All corrections
Substack April 8, 2026 at 01:19 PM

www.astralcodexten.com/p/the-psychopolitics-of-trauma

2 corrections found

1
Claim
“complex PTSD”, didn’t quite make it into the DSM but has been accepted by other classification systems, including the ICD-10 and WHO
Correction

Complex PTSD is recognized by WHO in ICD-11, not ICD-10. WHO’s own materials say complex PTSD was added in ICD-11, which took effect on January 1, 2022.

Full reasoning

This sentence conflates WHO recognition with ICD-10 recognition.

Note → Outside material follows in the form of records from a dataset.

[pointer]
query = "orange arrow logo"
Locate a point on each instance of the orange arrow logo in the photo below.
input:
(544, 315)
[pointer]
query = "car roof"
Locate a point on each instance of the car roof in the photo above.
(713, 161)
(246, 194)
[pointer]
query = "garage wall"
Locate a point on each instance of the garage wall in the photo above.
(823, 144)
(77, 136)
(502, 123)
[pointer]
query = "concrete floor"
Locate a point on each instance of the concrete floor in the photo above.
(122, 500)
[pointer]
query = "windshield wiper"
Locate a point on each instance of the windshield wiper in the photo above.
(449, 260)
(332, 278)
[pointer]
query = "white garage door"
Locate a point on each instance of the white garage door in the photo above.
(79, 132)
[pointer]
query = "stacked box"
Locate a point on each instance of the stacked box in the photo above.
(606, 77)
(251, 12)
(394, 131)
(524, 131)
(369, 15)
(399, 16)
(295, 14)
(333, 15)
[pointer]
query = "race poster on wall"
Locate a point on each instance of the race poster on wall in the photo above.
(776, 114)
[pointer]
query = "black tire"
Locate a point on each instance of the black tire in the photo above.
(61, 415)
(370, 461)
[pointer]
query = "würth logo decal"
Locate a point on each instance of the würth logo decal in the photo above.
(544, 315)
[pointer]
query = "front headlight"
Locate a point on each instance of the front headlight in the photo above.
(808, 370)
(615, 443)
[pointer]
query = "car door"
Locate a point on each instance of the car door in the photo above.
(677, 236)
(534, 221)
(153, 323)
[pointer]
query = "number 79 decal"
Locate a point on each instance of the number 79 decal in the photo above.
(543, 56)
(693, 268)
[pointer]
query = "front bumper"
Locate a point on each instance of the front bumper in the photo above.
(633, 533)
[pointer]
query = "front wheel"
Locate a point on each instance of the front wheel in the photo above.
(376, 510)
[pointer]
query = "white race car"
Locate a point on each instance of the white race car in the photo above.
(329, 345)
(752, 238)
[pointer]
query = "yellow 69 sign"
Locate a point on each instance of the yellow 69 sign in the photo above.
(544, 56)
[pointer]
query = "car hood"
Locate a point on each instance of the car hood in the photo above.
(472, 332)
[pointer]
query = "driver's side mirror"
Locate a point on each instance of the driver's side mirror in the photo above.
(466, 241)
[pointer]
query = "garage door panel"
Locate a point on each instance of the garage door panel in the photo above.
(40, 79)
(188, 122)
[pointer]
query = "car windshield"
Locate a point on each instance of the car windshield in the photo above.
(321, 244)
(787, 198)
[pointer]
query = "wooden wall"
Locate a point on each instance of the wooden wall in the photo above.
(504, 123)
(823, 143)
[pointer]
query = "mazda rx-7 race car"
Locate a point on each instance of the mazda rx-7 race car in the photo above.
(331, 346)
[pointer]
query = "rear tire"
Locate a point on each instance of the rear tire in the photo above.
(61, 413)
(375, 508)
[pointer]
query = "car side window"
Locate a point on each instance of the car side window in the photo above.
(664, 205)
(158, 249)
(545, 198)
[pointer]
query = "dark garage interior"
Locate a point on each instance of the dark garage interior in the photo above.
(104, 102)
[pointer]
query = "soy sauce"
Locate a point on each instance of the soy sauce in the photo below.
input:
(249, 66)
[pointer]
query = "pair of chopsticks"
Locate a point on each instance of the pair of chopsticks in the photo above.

WHO explicitly states in a March 8, 2024 news release that complex post-traumatic stress disorder was one of the diagnostic categories added in ICD-11. WHO’s ICD-11 implementation FAQ also says ICD-11 is the latest revision, that WHO stopped maintaining ICD-10 in 2018, and that ICD-11 came into effect on January 1, 2022.

So the accurate statement is that complex PTSD is recognized by WHO’s ICD-11, not by ICD-10. Saying it was accepted by “the ICD-10 and WHO” is incorrect because the WHO-recognized classification here is ICD-11, and WHO’s own description identifies complex PTSD as an ICD-11 addition.

2 sources
2
Claim
or they can just hear about it happening to someone else.
Correction

The DSM’s PTSD criterion is narrower than this. It does not say someone qualifies by merely hearing about traumatic events happening to other people in general.

Full reasoning

This paraphrase overstates DSM PTSD criterion A.

According to the American Psychiatric Association’s description of DSM-5 PTSD criteria, indirect exposure qualifies only in specific situations: the person learns that the traumatic event occurred to a close family member or close friend (with special limits for death), or experiences first-hand repeated or extreme exposure to aversive details of the traumatic event, such as in professional roles. The APA source also explicitly says this does not include exposure through media, pictures, television, or movies unless it is work-related.

So the article’s phrase that someone can "just hear about it happening to someone else" is too broad. Under the DSM criteria, ordinary secondhand knowledge about trauma affecting unspecified other people is not enough by itself.

1 source
  • Posttraumatic Stress Disorder (American Psychiatric Association)

    The exposure must result from one or more of the following scenarios... learns that the traumatic event occurred to a close family member or close friend... or experiences first-hand repeated or extreme exposure to aversive details of the traumatic event (not through media, pictures, television or movies unless work-related).